# Have to remind myself



## proudwidaddy (Dec 26, 2011)

Today feels like a normal day, work is going good, weather outside is normal for the month, then I have to remind myself that I'm actually going through the divorce process from my stbxw, with her 11 years total, two beautiful children. Does anyone else have those days sometimes?


----------



## nice777guy (Nov 23, 2009)

proudwidaddy said:


> Today feels like a normal day, work is going good, weather outside is normal for the month, then I have to remind myself that I'm actually going through the divorce process from my stbxw, with her 11 years total, two beautiful children. Does anyone else have those days sometimes?

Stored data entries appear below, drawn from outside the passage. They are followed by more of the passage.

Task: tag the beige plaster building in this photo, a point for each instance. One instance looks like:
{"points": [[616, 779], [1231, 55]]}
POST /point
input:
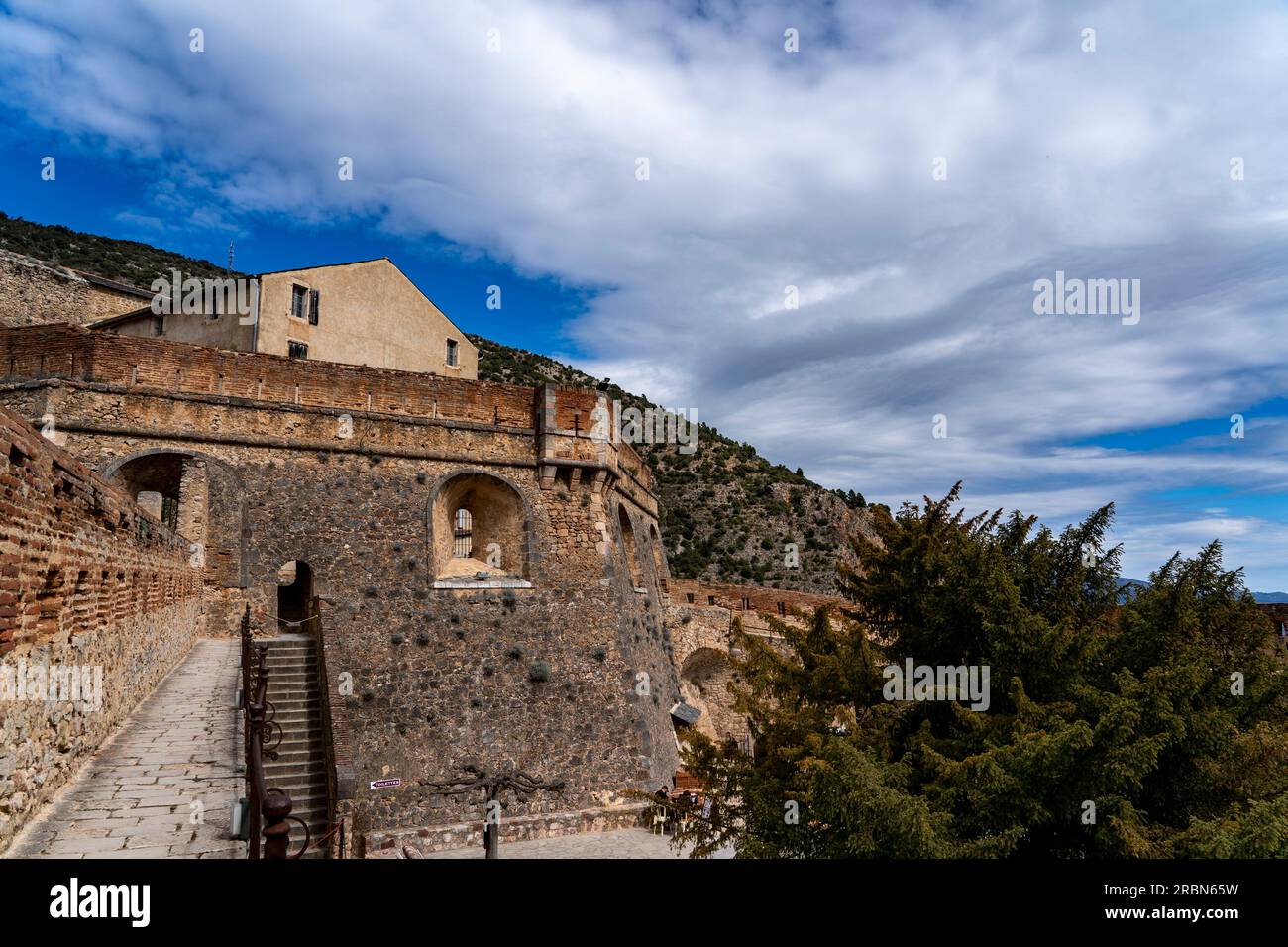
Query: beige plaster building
{"points": [[353, 313]]}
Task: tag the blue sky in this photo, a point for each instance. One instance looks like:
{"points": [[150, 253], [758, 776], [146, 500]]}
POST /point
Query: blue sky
{"points": [[907, 174]]}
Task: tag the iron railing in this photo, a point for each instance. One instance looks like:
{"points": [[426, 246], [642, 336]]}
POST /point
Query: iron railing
{"points": [[268, 808]]}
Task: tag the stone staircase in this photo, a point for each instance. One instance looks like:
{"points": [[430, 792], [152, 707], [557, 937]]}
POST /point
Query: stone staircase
{"points": [[300, 764]]}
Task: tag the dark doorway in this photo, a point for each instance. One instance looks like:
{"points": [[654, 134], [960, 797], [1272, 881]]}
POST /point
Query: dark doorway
{"points": [[294, 596]]}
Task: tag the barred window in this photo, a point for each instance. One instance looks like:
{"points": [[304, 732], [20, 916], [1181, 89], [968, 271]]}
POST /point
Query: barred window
{"points": [[463, 535], [299, 300]]}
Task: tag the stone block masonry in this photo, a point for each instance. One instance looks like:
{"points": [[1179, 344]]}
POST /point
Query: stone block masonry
{"points": [[98, 602]]}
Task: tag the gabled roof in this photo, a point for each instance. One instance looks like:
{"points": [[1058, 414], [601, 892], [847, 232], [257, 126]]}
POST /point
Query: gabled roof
{"points": [[112, 285], [378, 260]]}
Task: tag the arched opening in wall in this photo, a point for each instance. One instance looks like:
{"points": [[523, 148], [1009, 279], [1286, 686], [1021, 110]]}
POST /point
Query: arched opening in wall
{"points": [[704, 678], [463, 535], [294, 596], [201, 497], [629, 547], [156, 483], [658, 558], [478, 530]]}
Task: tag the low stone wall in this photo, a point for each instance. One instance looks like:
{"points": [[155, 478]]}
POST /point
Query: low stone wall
{"points": [[389, 844], [97, 603]]}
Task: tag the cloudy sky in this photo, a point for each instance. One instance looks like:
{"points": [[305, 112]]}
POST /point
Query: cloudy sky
{"points": [[911, 170]]}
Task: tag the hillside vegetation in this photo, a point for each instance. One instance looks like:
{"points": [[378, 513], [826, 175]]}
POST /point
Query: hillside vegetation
{"points": [[728, 513]]}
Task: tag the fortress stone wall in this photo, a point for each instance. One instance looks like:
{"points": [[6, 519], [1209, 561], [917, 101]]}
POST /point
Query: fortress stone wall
{"points": [[98, 602], [559, 663], [700, 617]]}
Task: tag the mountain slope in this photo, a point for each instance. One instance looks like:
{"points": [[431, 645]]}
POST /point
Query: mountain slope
{"points": [[728, 513]]}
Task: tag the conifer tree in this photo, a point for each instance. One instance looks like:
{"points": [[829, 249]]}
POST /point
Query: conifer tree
{"points": [[1142, 725]]}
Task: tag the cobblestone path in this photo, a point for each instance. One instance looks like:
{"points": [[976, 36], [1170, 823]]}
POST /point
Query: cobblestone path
{"points": [[162, 787]]}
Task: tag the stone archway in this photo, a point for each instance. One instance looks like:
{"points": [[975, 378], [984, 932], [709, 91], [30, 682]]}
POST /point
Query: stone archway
{"points": [[630, 548], [478, 525], [704, 678], [200, 496]]}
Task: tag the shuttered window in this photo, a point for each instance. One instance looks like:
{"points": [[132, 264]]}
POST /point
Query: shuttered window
{"points": [[299, 299]]}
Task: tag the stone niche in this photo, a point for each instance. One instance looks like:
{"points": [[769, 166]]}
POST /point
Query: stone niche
{"points": [[480, 531]]}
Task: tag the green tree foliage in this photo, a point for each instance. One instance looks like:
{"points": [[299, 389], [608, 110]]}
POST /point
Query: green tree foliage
{"points": [[1128, 705]]}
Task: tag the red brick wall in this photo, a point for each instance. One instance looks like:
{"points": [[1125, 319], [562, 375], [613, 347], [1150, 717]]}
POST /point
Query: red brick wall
{"points": [[88, 579], [75, 553]]}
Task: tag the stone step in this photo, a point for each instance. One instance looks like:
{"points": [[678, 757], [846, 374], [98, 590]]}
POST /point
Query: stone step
{"points": [[295, 770]]}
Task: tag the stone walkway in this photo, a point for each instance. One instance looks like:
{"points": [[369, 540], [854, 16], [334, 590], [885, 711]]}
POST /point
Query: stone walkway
{"points": [[162, 787], [623, 843]]}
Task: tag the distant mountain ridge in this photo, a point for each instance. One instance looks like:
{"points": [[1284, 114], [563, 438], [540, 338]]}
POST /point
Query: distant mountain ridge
{"points": [[1263, 596]]}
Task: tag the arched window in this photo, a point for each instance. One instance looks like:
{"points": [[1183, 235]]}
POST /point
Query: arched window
{"points": [[658, 557], [478, 528], [155, 482], [463, 535], [629, 548]]}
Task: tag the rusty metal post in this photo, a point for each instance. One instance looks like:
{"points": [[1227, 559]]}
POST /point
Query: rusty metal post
{"points": [[277, 830]]}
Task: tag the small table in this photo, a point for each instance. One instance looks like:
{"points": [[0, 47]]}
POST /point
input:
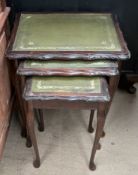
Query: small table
{"points": [[66, 44]]}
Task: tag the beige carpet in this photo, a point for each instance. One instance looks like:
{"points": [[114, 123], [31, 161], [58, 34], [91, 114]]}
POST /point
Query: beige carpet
{"points": [[65, 145]]}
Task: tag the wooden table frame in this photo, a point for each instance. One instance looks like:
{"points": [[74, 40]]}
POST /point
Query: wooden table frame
{"points": [[103, 108], [100, 104], [69, 55]]}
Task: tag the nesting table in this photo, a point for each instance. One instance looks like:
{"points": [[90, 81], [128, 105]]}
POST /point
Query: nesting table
{"points": [[66, 60]]}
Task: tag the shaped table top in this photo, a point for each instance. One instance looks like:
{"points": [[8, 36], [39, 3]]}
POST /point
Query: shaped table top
{"points": [[73, 88], [67, 68], [55, 34]]}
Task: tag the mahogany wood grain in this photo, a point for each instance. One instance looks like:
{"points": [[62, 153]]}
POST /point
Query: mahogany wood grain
{"points": [[6, 98]]}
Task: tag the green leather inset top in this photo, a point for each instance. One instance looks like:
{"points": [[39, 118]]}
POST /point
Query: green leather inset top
{"points": [[68, 64], [66, 32], [66, 85]]}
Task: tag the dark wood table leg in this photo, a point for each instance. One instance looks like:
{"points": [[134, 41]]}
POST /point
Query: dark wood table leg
{"points": [[90, 127], [30, 126], [40, 119], [100, 125], [113, 84]]}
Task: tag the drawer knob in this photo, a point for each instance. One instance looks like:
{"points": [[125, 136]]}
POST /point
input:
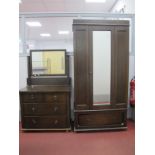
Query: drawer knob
{"points": [[55, 97], [55, 109], [33, 109], [32, 96], [34, 121], [56, 122]]}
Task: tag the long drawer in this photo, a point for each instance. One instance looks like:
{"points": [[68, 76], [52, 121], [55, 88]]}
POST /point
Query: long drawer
{"points": [[100, 119], [43, 97], [44, 109], [45, 122]]}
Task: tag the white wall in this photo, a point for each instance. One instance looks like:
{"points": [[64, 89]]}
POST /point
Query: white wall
{"points": [[124, 6], [60, 44]]}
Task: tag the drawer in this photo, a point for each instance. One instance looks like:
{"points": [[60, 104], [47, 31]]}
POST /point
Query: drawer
{"points": [[44, 109], [45, 122], [101, 119], [55, 97], [31, 97]]}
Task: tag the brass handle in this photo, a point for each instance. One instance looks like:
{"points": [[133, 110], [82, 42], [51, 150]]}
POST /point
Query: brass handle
{"points": [[33, 109], [56, 122], [55, 97], [55, 108], [32, 96], [34, 121]]}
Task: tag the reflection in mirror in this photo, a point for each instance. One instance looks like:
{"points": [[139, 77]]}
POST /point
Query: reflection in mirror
{"points": [[48, 62], [101, 67]]}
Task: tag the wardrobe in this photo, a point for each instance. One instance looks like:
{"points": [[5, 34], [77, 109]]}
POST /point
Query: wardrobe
{"points": [[101, 66]]}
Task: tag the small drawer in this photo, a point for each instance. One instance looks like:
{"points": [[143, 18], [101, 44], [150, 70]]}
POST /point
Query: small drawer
{"points": [[44, 109], [31, 97], [100, 119], [55, 98], [45, 122]]}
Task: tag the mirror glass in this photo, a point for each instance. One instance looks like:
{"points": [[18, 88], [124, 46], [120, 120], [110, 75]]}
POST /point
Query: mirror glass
{"points": [[101, 67], [48, 62]]}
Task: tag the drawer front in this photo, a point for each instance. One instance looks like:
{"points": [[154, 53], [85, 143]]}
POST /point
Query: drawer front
{"points": [[55, 98], [101, 119], [44, 109], [32, 97], [45, 122]]}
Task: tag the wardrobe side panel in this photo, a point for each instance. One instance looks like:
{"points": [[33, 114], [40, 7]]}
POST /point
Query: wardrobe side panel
{"points": [[81, 69], [122, 67]]}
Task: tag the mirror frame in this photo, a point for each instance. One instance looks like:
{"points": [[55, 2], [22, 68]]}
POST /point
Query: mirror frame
{"points": [[48, 50]]}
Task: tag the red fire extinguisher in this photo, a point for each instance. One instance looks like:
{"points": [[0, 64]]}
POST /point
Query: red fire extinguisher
{"points": [[132, 92]]}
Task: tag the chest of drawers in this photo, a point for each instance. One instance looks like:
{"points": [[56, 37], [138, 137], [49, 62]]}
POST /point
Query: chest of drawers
{"points": [[45, 107]]}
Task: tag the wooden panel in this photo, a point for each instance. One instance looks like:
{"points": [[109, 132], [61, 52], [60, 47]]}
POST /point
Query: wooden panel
{"points": [[81, 69], [31, 97], [122, 61], [45, 122], [48, 81], [101, 119], [44, 109], [55, 98]]}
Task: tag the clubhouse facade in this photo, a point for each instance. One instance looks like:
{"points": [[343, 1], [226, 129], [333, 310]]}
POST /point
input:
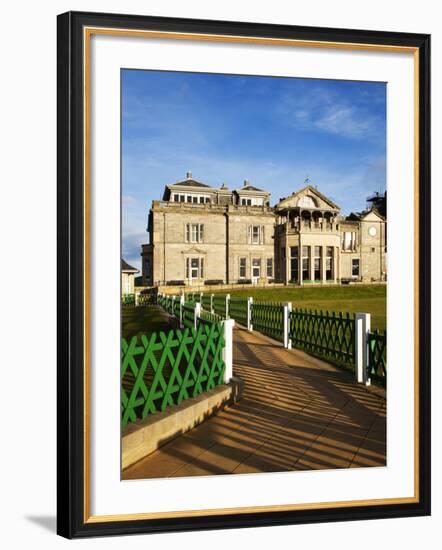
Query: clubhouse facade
{"points": [[200, 234]]}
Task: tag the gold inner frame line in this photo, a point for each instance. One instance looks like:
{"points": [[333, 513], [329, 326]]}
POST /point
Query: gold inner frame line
{"points": [[87, 33]]}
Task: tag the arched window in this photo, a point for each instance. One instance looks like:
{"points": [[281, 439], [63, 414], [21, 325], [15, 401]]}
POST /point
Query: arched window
{"points": [[307, 202]]}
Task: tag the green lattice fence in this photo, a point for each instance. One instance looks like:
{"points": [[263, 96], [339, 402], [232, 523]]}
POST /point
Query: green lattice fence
{"points": [[188, 319], [128, 300], [219, 304], [163, 369], [147, 298], [327, 335], [206, 302], [176, 306], [377, 356], [238, 309], [268, 318]]}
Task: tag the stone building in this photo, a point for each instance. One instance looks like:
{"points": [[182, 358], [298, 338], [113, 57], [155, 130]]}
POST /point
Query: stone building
{"points": [[201, 235], [127, 278]]}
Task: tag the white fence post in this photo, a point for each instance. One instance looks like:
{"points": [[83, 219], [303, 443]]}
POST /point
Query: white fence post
{"points": [[362, 328], [287, 307], [228, 325], [249, 313], [181, 310], [286, 317], [197, 313]]}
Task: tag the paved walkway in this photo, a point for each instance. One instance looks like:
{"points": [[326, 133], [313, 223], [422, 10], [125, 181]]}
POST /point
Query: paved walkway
{"points": [[297, 413]]}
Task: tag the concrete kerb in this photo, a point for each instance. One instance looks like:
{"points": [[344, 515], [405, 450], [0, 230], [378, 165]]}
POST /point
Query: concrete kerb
{"points": [[143, 437]]}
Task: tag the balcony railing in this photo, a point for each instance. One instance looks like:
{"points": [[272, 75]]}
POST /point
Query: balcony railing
{"points": [[308, 226]]}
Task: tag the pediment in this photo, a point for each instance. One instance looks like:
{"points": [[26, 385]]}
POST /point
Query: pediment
{"points": [[193, 250], [372, 216], [308, 197]]}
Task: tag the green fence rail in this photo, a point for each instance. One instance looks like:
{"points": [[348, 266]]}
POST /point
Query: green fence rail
{"points": [[147, 299], [268, 318], [238, 309], [163, 369], [206, 302], [188, 311], [327, 335], [208, 317], [194, 297], [176, 306], [219, 304], [377, 356], [128, 300]]}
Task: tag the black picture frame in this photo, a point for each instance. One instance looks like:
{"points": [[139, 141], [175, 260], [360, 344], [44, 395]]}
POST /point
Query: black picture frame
{"points": [[72, 506]]}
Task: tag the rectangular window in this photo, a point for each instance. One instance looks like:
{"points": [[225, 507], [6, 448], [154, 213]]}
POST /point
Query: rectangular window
{"points": [[355, 267], [256, 267], [194, 232], [349, 241], [329, 263], [242, 268], [317, 262], [194, 268], [305, 263], [294, 263]]}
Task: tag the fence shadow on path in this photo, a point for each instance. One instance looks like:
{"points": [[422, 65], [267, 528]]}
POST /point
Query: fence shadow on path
{"points": [[297, 413]]}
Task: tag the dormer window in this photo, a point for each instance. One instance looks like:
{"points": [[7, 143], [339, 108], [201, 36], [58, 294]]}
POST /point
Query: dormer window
{"points": [[307, 202]]}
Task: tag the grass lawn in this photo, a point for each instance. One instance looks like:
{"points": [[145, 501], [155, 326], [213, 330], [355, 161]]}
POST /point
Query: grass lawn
{"points": [[347, 298], [143, 320]]}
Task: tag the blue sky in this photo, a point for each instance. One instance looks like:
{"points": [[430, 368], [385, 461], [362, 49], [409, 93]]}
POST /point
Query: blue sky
{"points": [[226, 128]]}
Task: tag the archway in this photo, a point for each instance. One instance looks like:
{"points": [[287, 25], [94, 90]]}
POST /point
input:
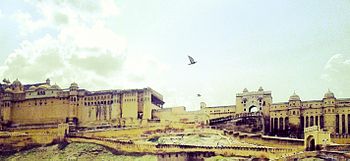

Almost sounds like a good thing - right?

When you get to the point where you aren't dwelling on it - makes me think you're learning to accept it. That's good.


----------



## proudwidaddy (Dec 26, 2011)

Yeah, I guess I've been so used to being negative, dwelling on it all, etc that I didn't think to look at it as a positive


----------



## mmomof3 (Apr 19, 2011)

I have good days too, where I know everything is as it should be. When I am happy. It's alright to be happy inspite of or perhaps because of what is going on. There is no need to remind yourself of the bad things that are going on, life will let you know again soon enough. Enjoy it, allow yourself to be happy as often as possible.


----------



## proudwidaddy (Dec 26, 2011)

You know I came to the realization today that I'm afraid of not finding anyone again that will love me the way my wife USED to love me. So I took a step back and realized, legally I'm still married until May, but my wife is no longer there. She doesn't love me. So I have nothing right now anyway, so it's good to look to the future. Because the past has already happened.


----------